Ofcom has launched a consultation to decide which operator, or operators, should be given the responsibility for delivering the government’s broadband Universal Service Obligation (USO).
Commercial and government-funded rollouts of superfast broadband mean that 95 per cent of the UK population now has access to fibre services, however there is a recognition that some homes and businesses are at risk of being left behind.
Under the terms of the USO, anyone in the UK will be able to legally demand a ‘decent’ standard of broadband from 2020. The USO will initially define this as a 10Mbps service, although its possible that this could be increased in the future.
Ofcom says it is looking to deliver the USO as quickly as possible so that consumers and businesses benefit as soon as possible and to ensure that costs are minimised.
This latest consultation will look to see which company should be the ‘designated provider’ and whether they are capable of delivering services that meet the specifications of the USO.
Unsurprisingly, BT is one of the providers to throw its hat in the ring. Openreach won the lion’s share of the public funding available from the Broadband Delivery UK (BDUK) initiative for superfast broadband rollout and had offered to fund and build 10Mbps broadband for everyone in the UK in place of the USO. This proposal was rejected by the government last year.
Hull-based ISP KCOM has also expressed an interest, as has Fibre to the Premise (FTTP) network firm Hyperoptic.
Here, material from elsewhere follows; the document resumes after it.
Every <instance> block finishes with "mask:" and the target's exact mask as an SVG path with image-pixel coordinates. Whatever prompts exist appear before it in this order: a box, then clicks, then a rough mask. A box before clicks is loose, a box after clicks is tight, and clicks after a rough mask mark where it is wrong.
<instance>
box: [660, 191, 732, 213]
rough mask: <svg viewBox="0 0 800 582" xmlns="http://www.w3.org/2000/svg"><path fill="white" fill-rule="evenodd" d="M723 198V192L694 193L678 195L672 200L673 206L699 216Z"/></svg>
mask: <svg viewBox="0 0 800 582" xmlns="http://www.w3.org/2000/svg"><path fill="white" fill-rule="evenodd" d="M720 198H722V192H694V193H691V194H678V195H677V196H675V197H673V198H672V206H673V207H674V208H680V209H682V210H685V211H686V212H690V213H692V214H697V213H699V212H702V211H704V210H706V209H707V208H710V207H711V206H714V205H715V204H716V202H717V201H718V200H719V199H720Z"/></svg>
Lesser known names include Broadway Partners, which looks to deliver fixed wireless access (FWA) broadband using 5GHz spectrum and TV White Space, and Quickline Communications, which delivers services using a combination of fibre and FWA.
The interest of smaller and regional firms suggests there is hope that Ofcom will decide on multiple providers, with each responsible for delivery in a certain part of the UK.